Atualizado: 13 de jun. de 2018

Espiritismo não é Umbanda

FREQÜENTEMENTE, AS PESSOAS MENOS AFEITAS AO ESTUDO, CONFUNDEM O ESPIRITISMO COM OUTROS SEGMENTOS RELIGIOSOS.

ISTO GERA PRECONCEITO E ATITUDES NEGATIVAS PARA AMBOS OS LADOS.

NADA MELHOR QUE ESCLARECER, ENTÃO, NOSSOS LEITORES, SOBRE ESTAS QUESTÕES.

O QUE HÁ DE SIMILAR, POR EXEMPLO, ENTRE ESPIRITISMO E UMBANDA?



Imagem retirada do google

Com todo respeito que nos merecem todas as religiões que induzam à prática do bem, respondemos que não. Religião científico-filosófica, o Espiritismo não pretende demolir aquelas que o precederam, antes reconhece a necessidade da existência delas para grande parte da Humanidade, cuja evolução se processa lenta, mas inexoravelmente. Espiritismo e Umbanda ensinam a reencarnação e trabalham com a mediunidade. A primeira usa o pensamento; a segunda, a Natureza.

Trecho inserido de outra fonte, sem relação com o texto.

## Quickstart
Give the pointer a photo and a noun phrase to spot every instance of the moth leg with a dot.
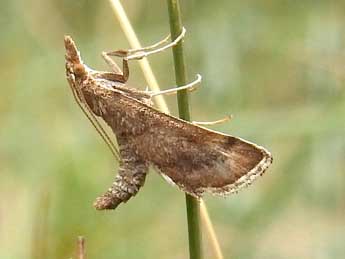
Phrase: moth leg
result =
(121, 76)
(146, 51)
(131, 177)
(210, 123)
(190, 87)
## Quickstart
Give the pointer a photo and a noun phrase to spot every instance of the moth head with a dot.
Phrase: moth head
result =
(74, 64)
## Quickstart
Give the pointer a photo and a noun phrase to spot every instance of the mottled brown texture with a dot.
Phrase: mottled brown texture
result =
(193, 158)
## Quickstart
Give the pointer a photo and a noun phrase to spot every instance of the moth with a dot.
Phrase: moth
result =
(194, 158)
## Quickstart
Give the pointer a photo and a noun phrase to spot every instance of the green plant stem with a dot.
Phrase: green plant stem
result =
(192, 204)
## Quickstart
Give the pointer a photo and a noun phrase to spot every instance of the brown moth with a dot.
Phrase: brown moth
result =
(194, 158)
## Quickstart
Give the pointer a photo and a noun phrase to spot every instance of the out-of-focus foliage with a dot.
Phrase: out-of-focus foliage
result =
(277, 66)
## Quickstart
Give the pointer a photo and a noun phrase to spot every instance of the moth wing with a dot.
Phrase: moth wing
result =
(197, 159)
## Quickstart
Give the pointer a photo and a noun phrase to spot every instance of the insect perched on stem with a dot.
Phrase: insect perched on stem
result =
(194, 158)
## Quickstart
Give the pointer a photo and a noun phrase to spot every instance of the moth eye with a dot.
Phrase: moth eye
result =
(79, 70)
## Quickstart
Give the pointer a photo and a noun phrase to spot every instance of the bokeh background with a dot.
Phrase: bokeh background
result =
(277, 66)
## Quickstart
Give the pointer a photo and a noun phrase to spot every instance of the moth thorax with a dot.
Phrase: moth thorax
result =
(79, 70)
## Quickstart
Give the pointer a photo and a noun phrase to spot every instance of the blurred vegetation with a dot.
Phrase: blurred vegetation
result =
(277, 66)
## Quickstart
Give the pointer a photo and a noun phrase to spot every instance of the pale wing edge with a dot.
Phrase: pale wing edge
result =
(241, 183)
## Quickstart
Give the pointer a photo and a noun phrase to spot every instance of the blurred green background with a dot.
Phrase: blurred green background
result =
(277, 66)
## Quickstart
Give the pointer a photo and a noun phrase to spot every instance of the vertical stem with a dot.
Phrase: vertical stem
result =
(192, 204)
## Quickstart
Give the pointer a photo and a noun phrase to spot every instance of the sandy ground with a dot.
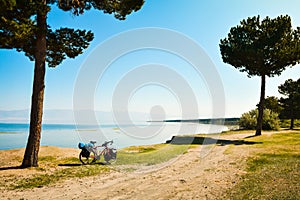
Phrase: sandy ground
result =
(199, 174)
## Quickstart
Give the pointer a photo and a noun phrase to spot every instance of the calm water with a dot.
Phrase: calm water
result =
(14, 136)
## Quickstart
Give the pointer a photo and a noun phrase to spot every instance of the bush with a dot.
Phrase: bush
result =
(249, 120)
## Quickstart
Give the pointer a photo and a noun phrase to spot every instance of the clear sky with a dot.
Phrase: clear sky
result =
(205, 22)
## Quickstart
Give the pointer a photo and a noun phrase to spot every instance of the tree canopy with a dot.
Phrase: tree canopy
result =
(264, 47)
(18, 26)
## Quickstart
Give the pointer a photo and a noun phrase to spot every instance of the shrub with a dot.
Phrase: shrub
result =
(270, 120)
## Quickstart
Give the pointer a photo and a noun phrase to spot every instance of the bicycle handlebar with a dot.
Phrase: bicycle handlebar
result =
(106, 143)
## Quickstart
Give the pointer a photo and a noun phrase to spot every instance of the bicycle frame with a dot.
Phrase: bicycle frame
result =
(95, 153)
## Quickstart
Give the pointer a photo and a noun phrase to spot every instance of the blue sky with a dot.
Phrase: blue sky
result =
(205, 22)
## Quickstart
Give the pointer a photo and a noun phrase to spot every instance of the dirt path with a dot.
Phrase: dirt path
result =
(190, 176)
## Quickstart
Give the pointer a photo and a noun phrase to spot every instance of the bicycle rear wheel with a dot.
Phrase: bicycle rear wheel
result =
(87, 159)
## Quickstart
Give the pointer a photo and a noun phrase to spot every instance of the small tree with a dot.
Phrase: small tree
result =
(262, 48)
(290, 104)
(24, 27)
(270, 120)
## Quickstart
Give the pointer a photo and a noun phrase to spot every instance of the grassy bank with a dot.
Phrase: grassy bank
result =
(55, 167)
(274, 172)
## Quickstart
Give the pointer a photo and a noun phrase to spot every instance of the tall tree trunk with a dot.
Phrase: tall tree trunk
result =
(33, 144)
(261, 105)
(292, 123)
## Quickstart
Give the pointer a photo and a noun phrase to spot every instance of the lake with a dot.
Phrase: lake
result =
(14, 136)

O Espiritismo veio quando chegaram os tempos, através dos Espíritos Superiores que foram apóstolos e discípulos de Jesus quando ele esteve na Terra e que voltaram, no século passado, transmitindo seus ensinamentos a Allan Kardec, que os codificou. Ele objetiva o progresso espiritual dos homens, com a implantação da fraternidade entre eles. Umbanda é basicamente prática religiosa dos africanos bantos e sudaneses, trazidos para o Brasil como escravos.

É o resultado do sincretismo com o Catolicismo, reunindo ainda folclore, superstições e crendices, sem doutrina codificada. A tendência natural é o umbandista se tornar espírita, como aconteceu, por exemplo, em Goiânia, à antiga Tenda do Caminho, hoje Irradiação Espírita Cristã, com um admirável acervo de obras assistenciais. O Espiritismo não adota em suas reuniões:

  • Paramentos ou quaisquer vestes especiais;

  • Vinho, cachaça, ou qualquer outra bebida alcoólica;

  • Incenso, mirra, fumo ou quaisquer outras substâncias que produzam fumaça;

  • Altares, imagens, andores e velas;

  • Hinos ou cantos em línguas mortas ou exóticas;

  • Danças ou procissões;

  • Atendimento a interesses materiais, terra-a-terra, mundanos;

  • Pagamento de qualquer espécie;

  • Talismãs, amuletos, orações miraculosas, bentinhos e escapulários;

  • Administração de sacramentos, concessão de indulgências, distribuição de títulos nobiliárquicos;

  • Horóscopos, cartomancia, quiromancia e astrologia;

  • Rituais e encenações extravagantes;

  • Promessas e despachos;

  • Riscar cruzes e pontos, praticar, enfim, a longa série de atos materiais oriundos de velhas e primitivas concepções religiosas.

O Espiritismo não tem profissionais, só amadores, gente que ama o que faz, buscando a fé com a razão e o servir ao próximo sem qualquer recompensa material. O Espiritismo é para ser estudado, discutido e aplicado, visando a reforma íntima do seu adepto.


Fonte : Revista Espírita Allan Kardec,edição 36.